Last Updated Nov 6, 2015 at 6:16 am PST

The Port Mann Bridge (Courtesy pmh1project.com)
Summary

Member of Eco-Fiscal Commission explains merits of bridge tolling.

The problem is our roads are free, says bridge tolling advocate.

SURREY (NEWS 1130) – One of the people behind an eye-brow raising report recommending the tolling of all local bridges defended the idea in front of a crowd in Surrey Thursday night.

“The incentives are screwed up on our roads,” explained Chris Ragan with the Ecofiscal Commission, which issued the bridge tolling report this week.

“Canadians are ready for this discussion,” he added.

He says what it comes down to is our roads are free, so people use them, to the point of over-using them. Congestion pricing, he told the crowd, is a way of pricing the problem, so that people have financial incentives to look for alternatives to getting around.

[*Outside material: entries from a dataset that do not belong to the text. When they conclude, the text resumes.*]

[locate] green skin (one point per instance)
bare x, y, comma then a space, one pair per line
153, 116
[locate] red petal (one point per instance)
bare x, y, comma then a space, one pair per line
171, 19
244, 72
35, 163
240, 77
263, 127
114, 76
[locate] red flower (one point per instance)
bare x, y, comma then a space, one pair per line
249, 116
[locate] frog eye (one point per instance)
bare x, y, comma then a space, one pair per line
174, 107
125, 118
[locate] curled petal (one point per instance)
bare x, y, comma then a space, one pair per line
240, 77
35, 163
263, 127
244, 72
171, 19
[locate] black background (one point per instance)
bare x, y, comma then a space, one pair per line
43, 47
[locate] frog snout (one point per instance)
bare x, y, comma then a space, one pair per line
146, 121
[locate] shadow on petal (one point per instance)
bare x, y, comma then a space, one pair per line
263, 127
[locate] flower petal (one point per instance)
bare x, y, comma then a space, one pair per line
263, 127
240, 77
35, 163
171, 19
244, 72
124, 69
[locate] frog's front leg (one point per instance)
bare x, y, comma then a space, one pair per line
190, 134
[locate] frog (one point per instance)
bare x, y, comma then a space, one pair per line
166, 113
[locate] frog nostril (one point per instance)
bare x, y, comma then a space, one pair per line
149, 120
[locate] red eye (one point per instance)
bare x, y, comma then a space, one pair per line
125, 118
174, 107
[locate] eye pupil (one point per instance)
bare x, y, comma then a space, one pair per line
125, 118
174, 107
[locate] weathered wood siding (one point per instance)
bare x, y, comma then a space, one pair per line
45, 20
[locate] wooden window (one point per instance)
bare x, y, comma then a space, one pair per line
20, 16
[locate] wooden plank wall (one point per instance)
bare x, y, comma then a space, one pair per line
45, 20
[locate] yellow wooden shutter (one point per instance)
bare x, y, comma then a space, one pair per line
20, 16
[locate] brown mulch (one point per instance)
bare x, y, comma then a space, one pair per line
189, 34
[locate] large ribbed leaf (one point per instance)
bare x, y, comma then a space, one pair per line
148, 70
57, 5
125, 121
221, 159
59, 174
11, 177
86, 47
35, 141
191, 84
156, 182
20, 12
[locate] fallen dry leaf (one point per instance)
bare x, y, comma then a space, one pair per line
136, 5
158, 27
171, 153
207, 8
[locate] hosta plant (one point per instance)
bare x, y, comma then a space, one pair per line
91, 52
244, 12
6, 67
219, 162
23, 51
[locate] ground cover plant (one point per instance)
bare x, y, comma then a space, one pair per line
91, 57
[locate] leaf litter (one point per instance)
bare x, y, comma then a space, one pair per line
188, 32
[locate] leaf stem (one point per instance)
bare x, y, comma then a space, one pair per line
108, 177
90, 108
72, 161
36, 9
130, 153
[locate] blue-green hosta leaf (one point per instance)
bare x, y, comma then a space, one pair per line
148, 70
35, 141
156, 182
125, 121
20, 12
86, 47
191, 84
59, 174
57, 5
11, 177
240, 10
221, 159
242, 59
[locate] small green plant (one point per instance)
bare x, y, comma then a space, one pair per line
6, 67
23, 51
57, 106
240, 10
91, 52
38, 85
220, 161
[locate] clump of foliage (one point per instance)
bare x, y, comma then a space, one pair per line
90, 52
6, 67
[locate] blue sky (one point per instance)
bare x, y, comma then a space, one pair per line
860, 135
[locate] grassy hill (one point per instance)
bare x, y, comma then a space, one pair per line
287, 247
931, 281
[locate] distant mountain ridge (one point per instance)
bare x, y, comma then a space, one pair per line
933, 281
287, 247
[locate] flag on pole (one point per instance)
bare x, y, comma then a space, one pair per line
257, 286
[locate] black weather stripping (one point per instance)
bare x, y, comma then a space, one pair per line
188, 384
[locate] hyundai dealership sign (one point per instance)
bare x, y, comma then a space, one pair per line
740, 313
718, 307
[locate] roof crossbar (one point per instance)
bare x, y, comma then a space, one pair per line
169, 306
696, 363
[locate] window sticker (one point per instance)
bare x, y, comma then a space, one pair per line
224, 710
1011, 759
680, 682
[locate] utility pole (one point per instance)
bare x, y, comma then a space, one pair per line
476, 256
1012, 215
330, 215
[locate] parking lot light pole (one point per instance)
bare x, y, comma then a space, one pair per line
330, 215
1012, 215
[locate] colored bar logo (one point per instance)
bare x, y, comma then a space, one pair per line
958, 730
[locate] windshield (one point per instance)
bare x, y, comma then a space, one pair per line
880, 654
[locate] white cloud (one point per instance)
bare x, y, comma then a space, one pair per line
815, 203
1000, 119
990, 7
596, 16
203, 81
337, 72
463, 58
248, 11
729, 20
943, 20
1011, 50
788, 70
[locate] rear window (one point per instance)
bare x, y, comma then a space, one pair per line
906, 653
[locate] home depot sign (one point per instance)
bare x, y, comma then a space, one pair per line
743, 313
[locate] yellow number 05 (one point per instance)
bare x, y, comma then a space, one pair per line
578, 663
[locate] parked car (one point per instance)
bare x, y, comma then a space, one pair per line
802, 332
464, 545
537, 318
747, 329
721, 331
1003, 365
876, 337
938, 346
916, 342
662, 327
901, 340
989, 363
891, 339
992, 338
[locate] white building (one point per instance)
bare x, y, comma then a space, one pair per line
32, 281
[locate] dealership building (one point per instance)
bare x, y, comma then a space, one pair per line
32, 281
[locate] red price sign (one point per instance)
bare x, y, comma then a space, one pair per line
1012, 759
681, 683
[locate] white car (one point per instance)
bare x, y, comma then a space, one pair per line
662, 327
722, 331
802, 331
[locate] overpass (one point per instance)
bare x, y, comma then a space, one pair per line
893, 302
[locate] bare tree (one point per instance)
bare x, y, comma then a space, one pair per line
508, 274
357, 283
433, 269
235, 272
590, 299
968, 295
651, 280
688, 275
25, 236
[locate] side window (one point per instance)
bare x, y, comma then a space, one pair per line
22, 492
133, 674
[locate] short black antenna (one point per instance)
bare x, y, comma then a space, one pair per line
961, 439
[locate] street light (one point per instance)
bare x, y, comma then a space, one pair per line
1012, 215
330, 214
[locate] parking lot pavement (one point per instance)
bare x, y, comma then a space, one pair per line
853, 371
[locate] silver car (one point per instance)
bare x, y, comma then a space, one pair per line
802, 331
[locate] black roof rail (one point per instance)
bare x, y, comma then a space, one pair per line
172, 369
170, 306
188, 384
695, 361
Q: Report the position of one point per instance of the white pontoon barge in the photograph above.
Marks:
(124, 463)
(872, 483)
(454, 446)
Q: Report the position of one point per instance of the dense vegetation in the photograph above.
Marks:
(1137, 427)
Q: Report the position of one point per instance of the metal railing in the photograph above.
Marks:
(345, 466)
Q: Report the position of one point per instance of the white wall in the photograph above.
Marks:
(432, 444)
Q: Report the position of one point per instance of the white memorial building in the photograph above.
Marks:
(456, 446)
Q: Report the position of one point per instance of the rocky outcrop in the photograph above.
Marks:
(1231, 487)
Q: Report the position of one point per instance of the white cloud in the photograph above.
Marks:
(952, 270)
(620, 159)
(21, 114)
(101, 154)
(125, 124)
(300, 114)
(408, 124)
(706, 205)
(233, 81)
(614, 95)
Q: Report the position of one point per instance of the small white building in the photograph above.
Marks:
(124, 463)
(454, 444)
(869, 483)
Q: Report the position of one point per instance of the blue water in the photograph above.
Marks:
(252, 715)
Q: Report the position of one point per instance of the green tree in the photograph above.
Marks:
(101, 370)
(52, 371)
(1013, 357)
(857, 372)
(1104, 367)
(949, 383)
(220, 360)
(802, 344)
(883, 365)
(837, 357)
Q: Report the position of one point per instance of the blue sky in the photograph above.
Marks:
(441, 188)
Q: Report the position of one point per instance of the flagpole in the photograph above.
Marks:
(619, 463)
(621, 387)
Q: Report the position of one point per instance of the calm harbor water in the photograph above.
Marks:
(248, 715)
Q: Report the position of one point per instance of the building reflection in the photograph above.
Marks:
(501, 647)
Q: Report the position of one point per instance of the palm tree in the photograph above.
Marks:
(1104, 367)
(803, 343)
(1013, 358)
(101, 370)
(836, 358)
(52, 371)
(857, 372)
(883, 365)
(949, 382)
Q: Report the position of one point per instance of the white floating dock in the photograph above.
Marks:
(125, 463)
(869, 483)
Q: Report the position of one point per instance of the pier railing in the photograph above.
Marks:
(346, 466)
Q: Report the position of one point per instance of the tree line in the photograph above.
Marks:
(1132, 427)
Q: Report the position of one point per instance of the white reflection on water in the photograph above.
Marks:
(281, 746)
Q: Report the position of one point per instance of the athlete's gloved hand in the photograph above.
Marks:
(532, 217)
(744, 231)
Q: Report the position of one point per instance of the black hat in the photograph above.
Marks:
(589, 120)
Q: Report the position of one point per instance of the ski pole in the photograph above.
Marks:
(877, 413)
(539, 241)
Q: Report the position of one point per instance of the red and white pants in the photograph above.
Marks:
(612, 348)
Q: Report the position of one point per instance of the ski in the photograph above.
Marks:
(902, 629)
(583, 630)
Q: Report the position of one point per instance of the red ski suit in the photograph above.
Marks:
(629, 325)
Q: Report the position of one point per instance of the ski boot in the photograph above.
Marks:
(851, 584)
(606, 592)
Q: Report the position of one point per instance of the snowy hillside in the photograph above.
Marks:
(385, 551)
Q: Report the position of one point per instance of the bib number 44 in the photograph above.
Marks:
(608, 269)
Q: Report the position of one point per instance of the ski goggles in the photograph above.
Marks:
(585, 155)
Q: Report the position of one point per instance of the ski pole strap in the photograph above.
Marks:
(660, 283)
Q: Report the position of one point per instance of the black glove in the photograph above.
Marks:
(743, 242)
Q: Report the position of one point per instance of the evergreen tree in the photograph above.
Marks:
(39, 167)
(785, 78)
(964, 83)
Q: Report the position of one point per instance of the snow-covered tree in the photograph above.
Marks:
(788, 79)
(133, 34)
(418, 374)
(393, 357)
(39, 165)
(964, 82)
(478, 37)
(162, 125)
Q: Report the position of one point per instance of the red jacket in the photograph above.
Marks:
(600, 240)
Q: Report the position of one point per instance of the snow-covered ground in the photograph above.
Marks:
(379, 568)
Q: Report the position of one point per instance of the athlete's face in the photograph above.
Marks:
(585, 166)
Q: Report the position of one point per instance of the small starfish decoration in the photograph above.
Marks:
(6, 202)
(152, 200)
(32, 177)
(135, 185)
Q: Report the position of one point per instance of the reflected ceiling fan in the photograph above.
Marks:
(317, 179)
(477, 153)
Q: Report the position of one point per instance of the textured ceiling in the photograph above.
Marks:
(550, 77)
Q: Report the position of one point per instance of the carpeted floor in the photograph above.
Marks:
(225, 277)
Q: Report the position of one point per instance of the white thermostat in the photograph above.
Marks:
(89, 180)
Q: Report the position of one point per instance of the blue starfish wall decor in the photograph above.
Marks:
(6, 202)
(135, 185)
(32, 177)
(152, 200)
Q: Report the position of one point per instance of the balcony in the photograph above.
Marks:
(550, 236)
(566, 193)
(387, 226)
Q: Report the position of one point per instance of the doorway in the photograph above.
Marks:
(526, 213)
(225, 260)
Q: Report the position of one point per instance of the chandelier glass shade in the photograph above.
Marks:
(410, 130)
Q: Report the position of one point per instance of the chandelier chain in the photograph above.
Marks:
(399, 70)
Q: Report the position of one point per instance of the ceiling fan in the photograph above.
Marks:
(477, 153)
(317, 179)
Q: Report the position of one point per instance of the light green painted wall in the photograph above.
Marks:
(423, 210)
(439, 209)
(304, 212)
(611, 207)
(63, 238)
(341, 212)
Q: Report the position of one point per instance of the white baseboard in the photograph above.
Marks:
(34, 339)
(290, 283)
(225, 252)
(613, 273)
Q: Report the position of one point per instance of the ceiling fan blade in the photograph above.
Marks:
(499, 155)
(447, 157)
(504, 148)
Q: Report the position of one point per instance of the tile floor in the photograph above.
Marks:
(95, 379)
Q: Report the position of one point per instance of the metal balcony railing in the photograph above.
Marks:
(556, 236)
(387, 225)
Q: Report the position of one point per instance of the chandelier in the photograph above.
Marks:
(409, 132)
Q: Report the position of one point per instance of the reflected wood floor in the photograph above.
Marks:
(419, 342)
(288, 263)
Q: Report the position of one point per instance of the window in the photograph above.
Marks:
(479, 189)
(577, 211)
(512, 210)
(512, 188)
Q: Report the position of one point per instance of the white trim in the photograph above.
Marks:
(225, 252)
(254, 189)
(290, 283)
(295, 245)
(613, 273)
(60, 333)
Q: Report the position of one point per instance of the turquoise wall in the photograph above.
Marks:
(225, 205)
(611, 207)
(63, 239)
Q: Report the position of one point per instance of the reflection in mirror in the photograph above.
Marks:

But forum guest Maureen Cureton, manager of the environment portfolio at Vancity, worries what pricing will do to the middle and lower classes. And she fears that bridge-fees that fluctuate according to time of day won’t be well received.

“I think there is still a challenge, in that you need to redesign your cities for alternatives to transport. It’s nice to say you can change your habits, but a lot of people can’t change the time they go to work.”

Surrey city councillor Bruce Hayne came away from the forum a believer.

“Bridge tolls would raise the same amount of money (as from any other source), and we would get the same infrastructure upgrades, but if we can alter behaviour we can make that infrastructure last longer.”

Hayne says congestion pricing could go a long way to maximizing road and transit capacity.